Her şey; televizyonlarda ahkâm kesen uzmanlar, doktorlar ya da kartviziti bol unvanlarla dolu tanımadığımız insanların konuşmaları ile başladı.
Dediler ki, “Açıkta satılan sütü almayın şu hastalığa yakalanırsınız..”
İnandık ve paket süt içtik; sonra öğrendik ki süt diye süt tozu içirmişler bize yıllarca…
Ev yoğurdunu yemeyin dediler; hazır yoğurtlar jelâtin ya da bilmediğimiz yoğurta benzetilmiş kimyasallar çıktı.
Dondurmamıza bile karıştılar. Hazır dondurmaların içinde süt olmadığını öğrendik.
Bizi bitirdiler.
El yapımı tereyağı yemeyin dediler; inandık, hazır tereyağları aroma katılmış margarin çıktı.
Sucuğumuza, pastırmamıza bile karıştılar. Sonra öğrendik ki, koca firmalar bize sakatat yedirmiş…
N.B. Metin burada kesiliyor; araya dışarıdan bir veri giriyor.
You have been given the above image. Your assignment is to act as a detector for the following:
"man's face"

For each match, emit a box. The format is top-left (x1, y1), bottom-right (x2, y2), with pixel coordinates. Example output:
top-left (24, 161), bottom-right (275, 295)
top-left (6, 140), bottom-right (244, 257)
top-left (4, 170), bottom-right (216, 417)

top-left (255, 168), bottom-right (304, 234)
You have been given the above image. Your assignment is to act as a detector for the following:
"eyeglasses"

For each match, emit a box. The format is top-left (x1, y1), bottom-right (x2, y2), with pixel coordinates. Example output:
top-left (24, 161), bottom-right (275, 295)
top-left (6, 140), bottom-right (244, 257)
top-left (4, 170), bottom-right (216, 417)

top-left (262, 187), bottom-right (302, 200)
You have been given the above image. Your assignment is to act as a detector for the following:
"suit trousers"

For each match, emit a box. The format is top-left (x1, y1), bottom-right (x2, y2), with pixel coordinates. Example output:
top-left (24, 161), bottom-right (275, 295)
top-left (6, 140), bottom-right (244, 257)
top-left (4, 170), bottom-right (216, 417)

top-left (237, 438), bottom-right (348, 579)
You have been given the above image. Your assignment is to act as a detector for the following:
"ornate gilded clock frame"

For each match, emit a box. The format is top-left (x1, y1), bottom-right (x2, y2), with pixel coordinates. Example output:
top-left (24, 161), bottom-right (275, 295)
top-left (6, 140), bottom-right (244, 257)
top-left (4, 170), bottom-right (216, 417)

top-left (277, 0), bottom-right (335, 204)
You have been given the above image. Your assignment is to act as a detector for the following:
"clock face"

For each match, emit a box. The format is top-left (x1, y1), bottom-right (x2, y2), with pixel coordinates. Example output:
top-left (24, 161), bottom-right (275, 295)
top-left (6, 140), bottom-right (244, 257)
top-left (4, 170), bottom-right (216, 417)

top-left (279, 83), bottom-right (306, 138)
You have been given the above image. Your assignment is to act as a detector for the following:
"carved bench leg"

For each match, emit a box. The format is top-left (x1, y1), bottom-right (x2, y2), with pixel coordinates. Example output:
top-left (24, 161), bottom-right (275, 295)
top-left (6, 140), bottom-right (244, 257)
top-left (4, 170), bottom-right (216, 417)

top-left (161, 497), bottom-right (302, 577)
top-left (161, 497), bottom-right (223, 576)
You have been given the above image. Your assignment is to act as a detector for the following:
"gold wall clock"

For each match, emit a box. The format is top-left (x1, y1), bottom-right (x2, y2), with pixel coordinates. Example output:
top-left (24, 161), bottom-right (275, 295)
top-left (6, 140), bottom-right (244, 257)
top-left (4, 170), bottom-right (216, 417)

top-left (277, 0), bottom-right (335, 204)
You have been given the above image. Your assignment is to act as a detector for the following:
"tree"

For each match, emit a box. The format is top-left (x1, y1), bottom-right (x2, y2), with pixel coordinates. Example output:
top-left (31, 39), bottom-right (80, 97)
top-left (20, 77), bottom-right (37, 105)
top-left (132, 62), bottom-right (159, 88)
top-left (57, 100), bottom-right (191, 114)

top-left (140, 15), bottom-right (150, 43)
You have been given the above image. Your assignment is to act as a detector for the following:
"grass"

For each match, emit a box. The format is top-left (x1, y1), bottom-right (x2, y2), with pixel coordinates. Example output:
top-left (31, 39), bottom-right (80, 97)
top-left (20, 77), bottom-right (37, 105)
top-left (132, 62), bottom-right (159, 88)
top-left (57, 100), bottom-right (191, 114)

İçtiniz mi doyuran sularımıza bile karıştılar. “İçmeyin, şu şu hastalıklara yakalanırsınız” dediler.
Duyduk ki, plastik şişelerle susuzluğumuzu giderdiğimiz sular, işlenmiş sularmış.
Kışlık peynir almayı unutturdular. Her yıl alıp salamura yaptığımız peynirlerin yararlı değil zararlı olduğunu söylediler.
Uzman değiliz; uzman zannettiklerimizin konuşmalarına itimat ettik.
Marketlerden aldığımız çoğu peynirin yine sütten değil süt tozundan, bol kireçli, bol kimyasallı ürünler olduğunu öğrendik.
Dedim ya, bizi sadece tüketici olarak bitirmediler, üretici olarak ta bitirdiler.
Ne üreticimize güvendik, ne de bakkalımıza, manavımıza, kasabımıza…
Bizi büyük firmaların büyük marketlerinde sattıkları süslü püslü ürünlere mahkûm ettiler.
Ne tavuk besleyen kaldı, ne horoz… Kuş gribi olursunuz dediler, bir gecede hormonla büyütülmüş piliçleri, günde 5 kere verim aldıkları yumurtaları yedirdiler.
Sebzeyi meyveyi hiç saymayın. Vahametin büyüğü orda yaşanıyor.
Şimdi diyorlar ki, aklınıza gelen gelmeyen kanser türleri türedi. Organik yiyin için…
Biz bittik…
Sağacak ne ineğimiz, koyunumuz, ne besicimiz, ne sütünü sağıp süt, peynir, tereyağı olarak satacak üreticimiz kaldı.